Single Detector Simulations
Lets look at the different ways we can generate single detector time series using GlitchPop.
Deterministic Generation w/ Only Glitches
To generate a fully deterministic time series (can be regenerated running the same commands), we can do the following. Note, we can choose the type, the random seed and the location of each generated glitch.
import GlitchPop as gp
import GlitchPop.simulate
import matplotlib.pyplot as plt
#Generating a time series based off of L1 during O3b
ts = gp.simulate.determ_glitch('L1', 'O3b', ['blip', 'tomte', 'lfb', 'koi'], [14e8+3, 14e8+4, 14e8+5, 14e8+6], [1,2,3,4], duration = 25, gps = 14e8)

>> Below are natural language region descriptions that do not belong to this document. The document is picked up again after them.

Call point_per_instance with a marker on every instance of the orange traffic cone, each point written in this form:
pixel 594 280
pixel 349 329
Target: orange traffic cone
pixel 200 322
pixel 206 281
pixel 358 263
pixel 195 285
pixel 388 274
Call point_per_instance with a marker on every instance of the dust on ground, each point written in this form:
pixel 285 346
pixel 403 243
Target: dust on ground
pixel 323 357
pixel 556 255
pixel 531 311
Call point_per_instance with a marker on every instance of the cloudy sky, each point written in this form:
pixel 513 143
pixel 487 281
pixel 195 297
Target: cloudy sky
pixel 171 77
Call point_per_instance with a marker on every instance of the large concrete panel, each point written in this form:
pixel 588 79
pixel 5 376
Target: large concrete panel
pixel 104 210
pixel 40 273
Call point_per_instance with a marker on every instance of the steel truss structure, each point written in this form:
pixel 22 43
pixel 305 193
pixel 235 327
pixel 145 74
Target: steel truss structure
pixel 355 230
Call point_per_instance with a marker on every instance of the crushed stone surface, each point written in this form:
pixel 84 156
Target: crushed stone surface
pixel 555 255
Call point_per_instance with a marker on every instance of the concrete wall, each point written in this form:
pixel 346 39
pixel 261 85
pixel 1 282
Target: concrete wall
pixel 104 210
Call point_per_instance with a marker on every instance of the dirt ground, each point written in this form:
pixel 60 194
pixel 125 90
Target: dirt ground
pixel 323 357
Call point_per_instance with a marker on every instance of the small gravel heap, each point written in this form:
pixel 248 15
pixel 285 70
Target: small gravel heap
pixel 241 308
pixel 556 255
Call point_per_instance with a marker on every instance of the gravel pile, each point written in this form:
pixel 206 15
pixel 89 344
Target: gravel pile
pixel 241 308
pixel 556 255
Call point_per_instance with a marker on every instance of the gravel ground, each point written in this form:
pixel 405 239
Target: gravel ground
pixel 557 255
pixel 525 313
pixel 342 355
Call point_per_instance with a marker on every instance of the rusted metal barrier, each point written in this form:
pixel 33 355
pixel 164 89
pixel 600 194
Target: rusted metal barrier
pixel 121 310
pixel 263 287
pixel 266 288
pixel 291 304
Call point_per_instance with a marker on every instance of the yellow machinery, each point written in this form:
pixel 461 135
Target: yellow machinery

#Plotting full time series
plot = ts.plot()
#Whitening and zooming in on blip
tsw = ts.whiten()
tsw.plot()
plt.xlim(14e8+3-1/16, 14e8+3+1/16)
plt.ylim(-5,15)


Random Generation w/ Glitches and GWs
To generate a random time series (cannot be regenerated running the same commands), we can do the following. Although usually not explicitly seen in the coloured strain, this time series will contain both gravitational wave signal(s) and glitches.
import GlitchPop as gp
import GlitchPop.simulate
#Generating a time series based off of H1 during O3a
ts = gp.simulate.random_gw('H1', 'O3a', gps = 12e8, duration = 500, mu_glitch = 0.05, mu_gw = 0.005, probs_gw = [1,0,0], probs_glitch = [1,0,0,0])
#Plotting full time series
plot = ts.plot()

Notice here, we set the probabilities of the GWs and glitches so that only BHBH signals and blips were generated. The ‘mu’ arguments are the Poissonian rate or glitches/GWs expected per second. For this example, we expect 25 blips and 2.5 BHBH signals.